In 2010, the USET Tribal Epidemiology Center received funding from the Robert Wood Johnson Foundation to create an internet-based data portal for reporting community health data. This portal provides members with community-comparative health statistics to help profile communities and address public health concerns.

=== Environment and climate change ===
USET provides services, funding, and knowledge sharing to its members related to environmental planning. It hosts tribal environmental conferences for its partners to share best practices and works to secure federal funding for intertribal climate actions. USET's participation in the Fall 2021 U.S. Environmental Protection Agency Tribal Environmental Conference for Region 1 was noted as an example of tribal-governmental partnership for environmental resilience in the eastern U.S.

USET was one of only three entities from the eastern region to be among the top 50 recipients of the Bureau of Indian Affairs (BIA) Tribal Climate Resilience Grant. The organization was the eighth-largest recipient overall, receiving $952,764, demonstrating its success in using regional unity to secure government funding.

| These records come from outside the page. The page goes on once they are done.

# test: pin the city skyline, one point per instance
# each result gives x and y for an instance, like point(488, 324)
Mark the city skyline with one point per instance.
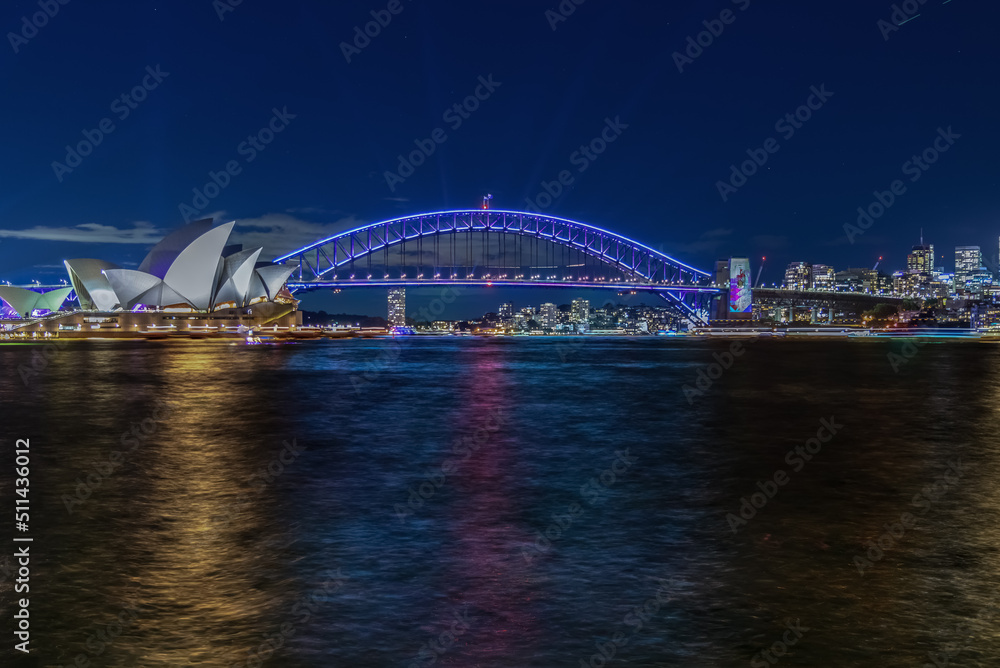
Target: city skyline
point(267, 164)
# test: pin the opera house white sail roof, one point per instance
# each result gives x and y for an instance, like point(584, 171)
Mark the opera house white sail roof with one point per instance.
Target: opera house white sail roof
point(192, 267)
point(25, 301)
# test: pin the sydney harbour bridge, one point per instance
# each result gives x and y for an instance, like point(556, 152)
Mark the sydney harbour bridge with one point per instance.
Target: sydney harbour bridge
point(498, 248)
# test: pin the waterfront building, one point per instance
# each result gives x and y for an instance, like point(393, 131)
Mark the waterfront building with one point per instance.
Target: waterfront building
point(823, 277)
point(798, 276)
point(548, 316)
point(968, 259)
point(506, 313)
point(191, 269)
point(192, 282)
point(921, 258)
point(397, 307)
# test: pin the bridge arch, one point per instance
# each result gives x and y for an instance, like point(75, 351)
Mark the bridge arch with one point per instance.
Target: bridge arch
point(317, 264)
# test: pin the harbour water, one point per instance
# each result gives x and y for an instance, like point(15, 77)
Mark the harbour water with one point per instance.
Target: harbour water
point(513, 502)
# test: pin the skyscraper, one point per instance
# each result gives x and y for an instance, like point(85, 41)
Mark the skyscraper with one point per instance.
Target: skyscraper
point(506, 313)
point(548, 316)
point(921, 258)
point(967, 260)
point(822, 277)
point(397, 307)
point(798, 276)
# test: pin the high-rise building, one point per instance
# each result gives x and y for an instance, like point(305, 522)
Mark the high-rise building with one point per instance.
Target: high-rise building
point(397, 307)
point(798, 276)
point(548, 316)
point(506, 313)
point(822, 277)
point(921, 258)
point(968, 259)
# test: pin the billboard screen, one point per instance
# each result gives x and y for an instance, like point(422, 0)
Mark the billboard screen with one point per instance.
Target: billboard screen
point(740, 295)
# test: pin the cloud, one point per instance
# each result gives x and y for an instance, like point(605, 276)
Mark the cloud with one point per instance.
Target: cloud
point(277, 233)
point(771, 241)
point(142, 233)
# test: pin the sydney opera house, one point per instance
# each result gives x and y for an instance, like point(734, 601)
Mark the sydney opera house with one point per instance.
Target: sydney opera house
point(192, 282)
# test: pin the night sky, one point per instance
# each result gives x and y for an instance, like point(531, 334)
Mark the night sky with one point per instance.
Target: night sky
point(217, 75)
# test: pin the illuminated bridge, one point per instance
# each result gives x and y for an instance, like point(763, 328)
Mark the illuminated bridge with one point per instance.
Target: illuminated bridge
point(497, 248)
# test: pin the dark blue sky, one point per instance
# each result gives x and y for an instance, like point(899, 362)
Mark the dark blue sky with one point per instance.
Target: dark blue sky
point(657, 182)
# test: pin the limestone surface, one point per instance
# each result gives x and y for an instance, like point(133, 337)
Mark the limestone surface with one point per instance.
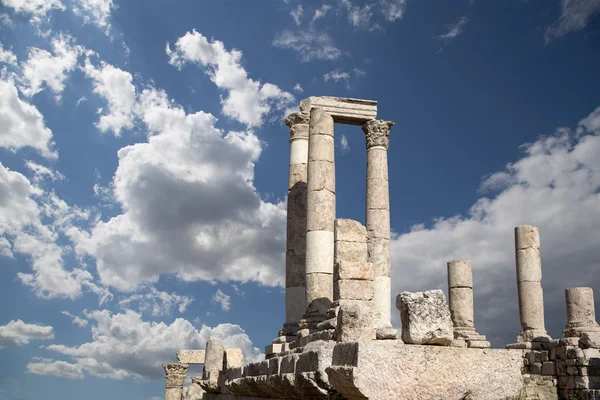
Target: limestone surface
point(425, 318)
point(190, 356)
point(390, 370)
point(343, 110)
point(355, 322)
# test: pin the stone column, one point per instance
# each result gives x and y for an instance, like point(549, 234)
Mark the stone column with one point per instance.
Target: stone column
point(529, 281)
point(174, 377)
point(320, 217)
point(295, 260)
point(378, 220)
point(460, 293)
point(581, 314)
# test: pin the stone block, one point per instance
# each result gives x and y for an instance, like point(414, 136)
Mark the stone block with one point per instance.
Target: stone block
point(391, 370)
point(233, 358)
point(350, 251)
point(350, 230)
point(548, 368)
point(378, 224)
point(378, 194)
point(321, 175)
point(425, 318)
point(348, 270)
point(590, 339)
point(355, 322)
point(535, 368)
point(530, 265)
point(320, 210)
point(321, 148)
point(342, 110)
point(460, 274)
point(526, 236)
point(379, 255)
point(191, 356)
point(353, 290)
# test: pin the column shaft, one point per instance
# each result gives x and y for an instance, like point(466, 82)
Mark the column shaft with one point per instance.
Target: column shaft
point(529, 281)
point(174, 379)
point(378, 217)
point(320, 204)
point(295, 262)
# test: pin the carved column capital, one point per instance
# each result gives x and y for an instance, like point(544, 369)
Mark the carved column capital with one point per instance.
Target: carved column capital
point(175, 375)
point(298, 123)
point(377, 132)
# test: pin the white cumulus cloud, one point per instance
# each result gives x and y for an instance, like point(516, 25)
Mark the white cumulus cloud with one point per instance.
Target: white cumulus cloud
point(19, 333)
point(247, 100)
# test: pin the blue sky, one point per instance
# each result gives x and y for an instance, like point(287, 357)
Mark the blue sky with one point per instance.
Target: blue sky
point(144, 166)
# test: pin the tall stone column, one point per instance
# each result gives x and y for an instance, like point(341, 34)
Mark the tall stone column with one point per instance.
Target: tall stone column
point(581, 313)
point(320, 203)
point(460, 292)
point(174, 377)
point(378, 222)
point(295, 260)
point(529, 281)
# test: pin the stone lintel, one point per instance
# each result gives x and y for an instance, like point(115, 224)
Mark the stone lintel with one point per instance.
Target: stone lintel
point(343, 110)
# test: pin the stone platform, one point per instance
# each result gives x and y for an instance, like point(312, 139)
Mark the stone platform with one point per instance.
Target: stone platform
point(378, 370)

=== Historic preservation ===
In 2003, USET submitted formal comments to the Federal Communications Commission (FCC) regarding the Nationwide Programmatic Agreement (NPA) for the Section 106 National Historic Preservation Act review process. In its comments, USET expressed concern that the FCC had failed for over a decade to comply with federal law requiring consultation with tribal governments before the construction of cell towers.

USET asserted that its member tribes "do not and will not" engage in government-to-government consultation with private entities, such as the cell tower licensees. This position was informed by a previous negotiation, around 2001, with a communications industry association. USET developed a set of protocols based on those negotiations, but after many months was informed that the industry group was no longer interested. USET concluded from this experience that direct FCC participation is "vital" to ensure the tribal voice is heard.

In its 2003 submission, USET proposed an "Alternative B," which it had developed in discussion with non-USET tribes. This alternative was designed to place tribes "at the center of the process" for identifying and evaluating properties of religious and cultural significance. A primary provision of Alternative B was a cost recovery mechanism, allowing a tribe to recover its costs for processing an applicant's request before issuing a certification letter. USET noted that it did not support "excessive cost recovery" and, to ensure fairness, supported a "reasonableness test" or a cost schedule mirroring private-sector costs.

USET cited its previous successful negotiations, such as a Memorandum of Agreement with the Mississippi National Guard to protect a tribal sacred site on a tank training range, as evidence that tribal concerns can be addressed without undermining an agency's mission.